3. Kewenangan mengambil keputusan sebagaimana dimaksud pada ayat (2) dapat dilimpahkan kepada pejabat perangkat daerah.
4. Pelimpahan kewenangan sebagaimana dimaksud pada ayat (3) antara lain:penghasilan Dewan Pengawas, Komisaris, dan Direksi;
- perubahan anggaran dasar;
- pengalihan aset tetap;
- kerja sama;
- investasi dan pembiayaan, termasuk pembentukan anak perusahaan dan/atau penyertaan modal;
- penyertaan modal Pemerintah Daerah bersumber dari modal kapitalisasi cadangan, keuntungan revaluasi aset, dan agio saham;
- pengangkatan dan pemberhentian Dewan Pengawas, Komisaris, dan Direksi;
- penetapan besaran penggunaan laba;
- pengesahan laporan tahunan;
- penggabungan, pemisahan, peleburan, pengambilalihan, dan pembubaran BUMD; danvjaminan aset berjumlah lebih dari 50% (lima puluh persen) dari jumlah kekayaan bersih BUMD dalam 1 (satu) transaksi atau lebih;
5. Pelaksana kewenangan sebagaimana dimaksud pada ayat (2) dan ayat (3) dapat diberikan insentif yang bersumber dari hasil pengelolaan Kekayaan Daerah Yang Dipisahkan.
6. Besaran insentif pelaksana kewenangan sebagaimana dimaksud pada ayat (5) ditetapkan berdasarkan:
- target kinerja BUMD;
- klasifikasi hasil pengelolaan Kekayaan Daerah Yang Dipisahkan sesuai jenis bidang usaha; dan
- laporan keuangan BUMD.
7. Ketentuan mengenai pelaksanaan kewenangan dan insentif pelaksana kewenangan sebagaimana dimaksud pada ayat (2) sampai dengan ayat (6) diatur dalam Peraturan Menteri.
BAB III
PENDIRIAN BUMD
Bagian Kesatu
Umum
Pasal 4
- Daerah dapat mendirikan BUMD.
- Pendirian BUMD ditetapkan dengan Perda.
- BUMD terdiri atas: a. perusahaan umum Daerah; dan b. perusahaan perseroan Daerah.

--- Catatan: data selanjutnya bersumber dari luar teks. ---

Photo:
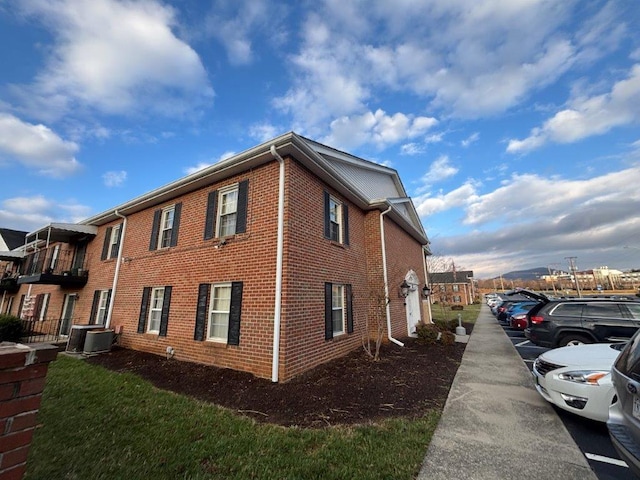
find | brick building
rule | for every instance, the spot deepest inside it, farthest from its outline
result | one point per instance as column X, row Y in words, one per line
column 455, row 287
column 271, row 262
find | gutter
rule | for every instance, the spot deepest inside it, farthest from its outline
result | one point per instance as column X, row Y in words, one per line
column 277, row 314
column 386, row 280
column 116, row 275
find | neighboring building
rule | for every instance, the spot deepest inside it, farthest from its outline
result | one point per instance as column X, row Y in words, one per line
column 270, row 262
column 455, row 287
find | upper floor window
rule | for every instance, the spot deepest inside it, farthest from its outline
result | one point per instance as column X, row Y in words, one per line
column 227, row 211
column 336, row 220
column 166, row 226
column 166, row 223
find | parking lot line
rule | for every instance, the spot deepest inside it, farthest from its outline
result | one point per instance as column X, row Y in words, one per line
column 611, row 461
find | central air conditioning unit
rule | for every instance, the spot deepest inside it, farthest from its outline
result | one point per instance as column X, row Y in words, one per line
column 98, row 341
column 78, row 335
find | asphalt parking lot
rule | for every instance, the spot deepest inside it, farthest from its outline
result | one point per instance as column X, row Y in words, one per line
column 590, row 436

- Kedudukan perusahaan umum Daerah sebagai badan hukum diperoleh pada saat Perda yang mengatur mengenai pendirian perusahaan umum Daerah mulai berlaku.
- Kedudukan perusahaan perseroan Daerah sebagai badan hukum diperoleh sesuai dengan ketentuan undang-undang yang mengatur mengenai perseroan terbatas.
Pasal 5
- Perusahaan umum Daerah merupakan BUMD yang seluruh modalnya dimiliki satu daerah dan tidak terbagi atas saham.
- Perusahaan perseroan Daerah merupakan BUMD yang berbentuk perseroan terbatas yang modalnya terbagi dalam saham yang seluruhnya atau paling sedikit 51% (lima puluh satu persen) sahamnya dimiliki oleh 1 (satu) Daerah.
Pasal 6
1. Karakteristik BUMD meliputi:
- badan usaha didirikan oleh Pemerintah Daerah;
- badan usaha dimiliki oleh: a). 1 (satu) Pemerintah Daerah; b). lebih dari 1 (satu) Pemerintah Daerah; c). 1 (satu) Pemerintah Daerah dengan bukan Daerah; atau d). lebih dari 1 (satu) Pemerintah Daerah dengan bukan Daerah.
- seluruh atau sebagian besar modalnya merupakan Kekayaan Daerah Yang Dipisahkan;
- bukan merupakan organisasi perangkat Daerah; dan
- dikelola dengan menggunakan kelaziman dalam dunia usaha.
2. Dalam hal BUMD yang dimiliki oleh lebih dari 1 (satu) Pemerintah Daerah sebagaimana dimaksud pada ayat (1) huruf b angka 2) dan angka 4), kepemilikan saham harus dimiliki oleh salah satu Daerah lebih dari 51% (lima puluh satu persen).